Melahirkan adalah peristiwa besar—bukan hanya karena bayi lahir ke dunia, tapi karena tubuh ibu juga mengalami perubahan luar biasa. Salah satu yang paling sering terjadi, namun jarang dibicarakan secara terbuka dan jujur, adalah robekan perineum.
Menurut data penelitian medis terbaru, hingga 80-90% perempuan mengalami robekan perineum setelah melahirkan secara vaginal, baik ringan (derajat 1 dan 2) maupun berat (derajat 3 dan 4). Beberapa robek secara alami karena tekanan saat kepala bayi keluar. Tapi sebagian lainnya… terjadi karena episiotomi—pengguntingan perineum yang dilakukan oleh tenaga kesehatan.

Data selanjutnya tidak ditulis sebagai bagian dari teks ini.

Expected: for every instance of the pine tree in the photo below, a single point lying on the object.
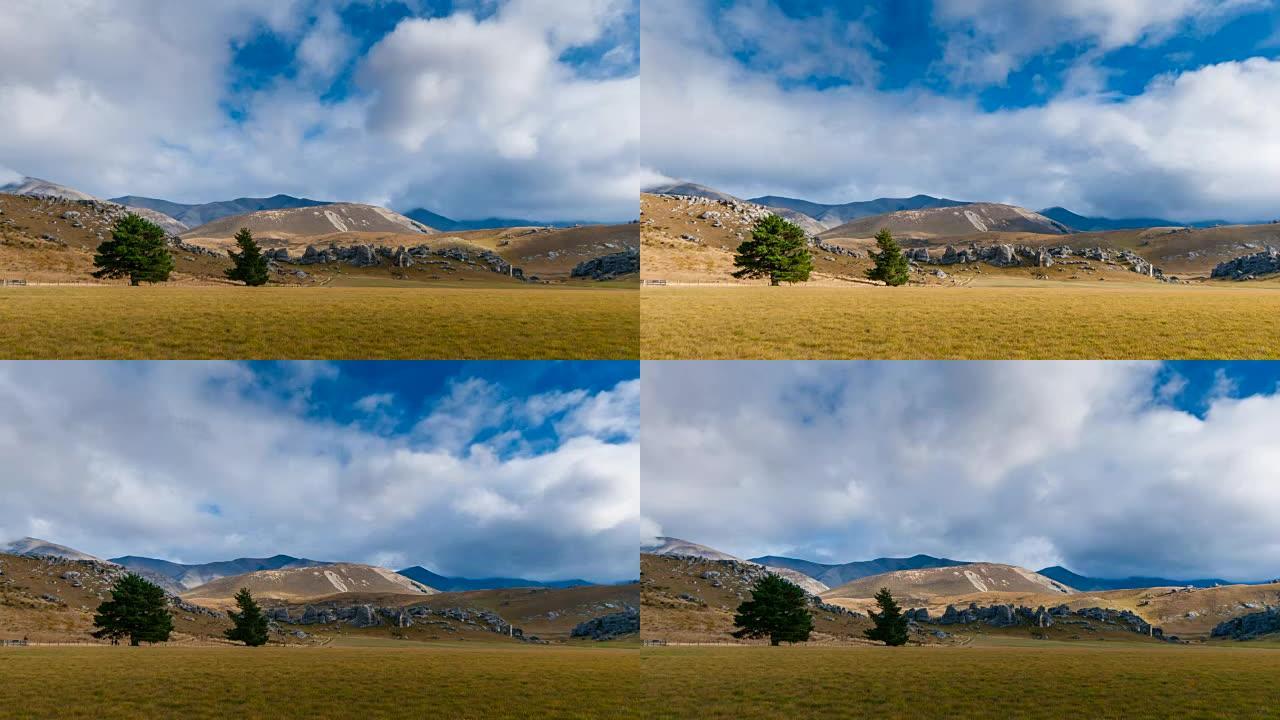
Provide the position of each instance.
(138, 610)
(250, 264)
(891, 265)
(778, 610)
(890, 623)
(137, 250)
(250, 623)
(777, 250)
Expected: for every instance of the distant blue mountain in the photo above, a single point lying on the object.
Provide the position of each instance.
(448, 224)
(464, 584)
(1100, 224)
(832, 215)
(196, 215)
(1083, 583)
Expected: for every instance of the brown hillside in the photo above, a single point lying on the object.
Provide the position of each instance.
(693, 600)
(300, 584)
(323, 219)
(54, 601)
(951, 222)
(919, 586)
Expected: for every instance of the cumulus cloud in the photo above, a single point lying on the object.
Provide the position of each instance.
(1080, 464)
(199, 463)
(990, 39)
(469, 114)
(1191, 146)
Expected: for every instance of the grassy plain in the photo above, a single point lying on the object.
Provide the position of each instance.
(366, 679)
(211, 322)
(1002, 679)
(1019, 319)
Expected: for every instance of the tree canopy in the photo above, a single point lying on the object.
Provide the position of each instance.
(777, 250)
(777, 610)
(137, 250)
(891, 265)
(138, 610)
(248, 264)
(890, 623)
(250, 624)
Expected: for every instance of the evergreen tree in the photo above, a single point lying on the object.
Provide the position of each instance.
(891, 265)
(250, 264)
(778, 250)
(137, 250)
(890, 623)
(138, 610)
(778, 610)
(250, 623)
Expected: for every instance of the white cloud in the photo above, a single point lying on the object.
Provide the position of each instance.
(990, 39)
(129, 458)
(466, 117)
(1191, 146)
(375, 402)
(1025, 463)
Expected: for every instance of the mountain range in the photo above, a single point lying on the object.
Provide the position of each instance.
(839, 574)
(1083, 583)
(836, 575)
(193, 575)
(464, 584)
(196, 215)
(179, 217)
(179, 577)
(832, 215)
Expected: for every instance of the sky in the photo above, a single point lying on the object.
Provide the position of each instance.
(1114, 108)
(469, 469)
(1109, 469)
(467, 108)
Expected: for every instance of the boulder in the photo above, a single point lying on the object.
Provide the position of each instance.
(608, 627)
(608, 267)
(365, 615)
(1249, 627)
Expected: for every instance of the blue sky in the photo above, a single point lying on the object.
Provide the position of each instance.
(471, 109)
(472, 469)
(1111, 108)
(1110, 469)
(910, 49)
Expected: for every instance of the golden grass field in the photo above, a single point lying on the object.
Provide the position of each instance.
(222, 322)
(1023, 679)
(1015, 320)
(366, 679)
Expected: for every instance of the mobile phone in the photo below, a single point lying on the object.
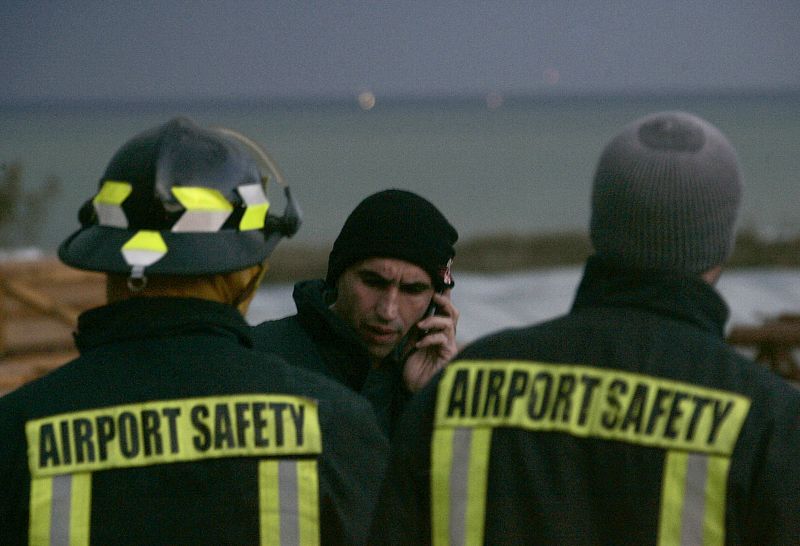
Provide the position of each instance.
(429, 312)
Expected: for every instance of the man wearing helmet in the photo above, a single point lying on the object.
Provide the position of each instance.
(169, 428)
(381, 322)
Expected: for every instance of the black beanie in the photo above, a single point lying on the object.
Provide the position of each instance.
(395, 224)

Masalahnya, episiotomi masih sering dilakukan tanpa penjelasan atau persetujuan ibu. Yang lebih menyedihkan lagi, prosedur penjahitan kadang dilakukan tanpa bius yang memadai, dengan alasan “cepat selesai saja”, atau “cuma sakit sedikit kok Bu, tahan ya.” Praktik semacam ini—yang mungkin dianggap biasa di banyak tempat—justru menjadi sumber utama trauma fisik dan emosional jangka panjang bagi ibu.
“Nggak sempat mikir Bu, tahu-tahu udah digunting dan dijahit.”
“Pas dijahit perineumnya, aku nangis. Nggak dibius, disuruh tahan aja.”
“Robekannya kecil, tapi kenapa sakitnya nggak kelar-kelar ya?”
Cerita-cerita seperti ini bukan kasus langka. Di ruang bersalin, banyak ibu yang mengalami perineum robek—baik secara alami maupun karena episiotomi (digunting oleh tenaga kesehatan). Namun, yang sering kali tidak diketahui oleh ibu maupun keluarganya adalah bagaimana proses perbaikan luka itu dilakukan. Apakah sudah benar? Apakah ada anestesi? Apakah teknis jahitnya sesuai panduan medis terbaru?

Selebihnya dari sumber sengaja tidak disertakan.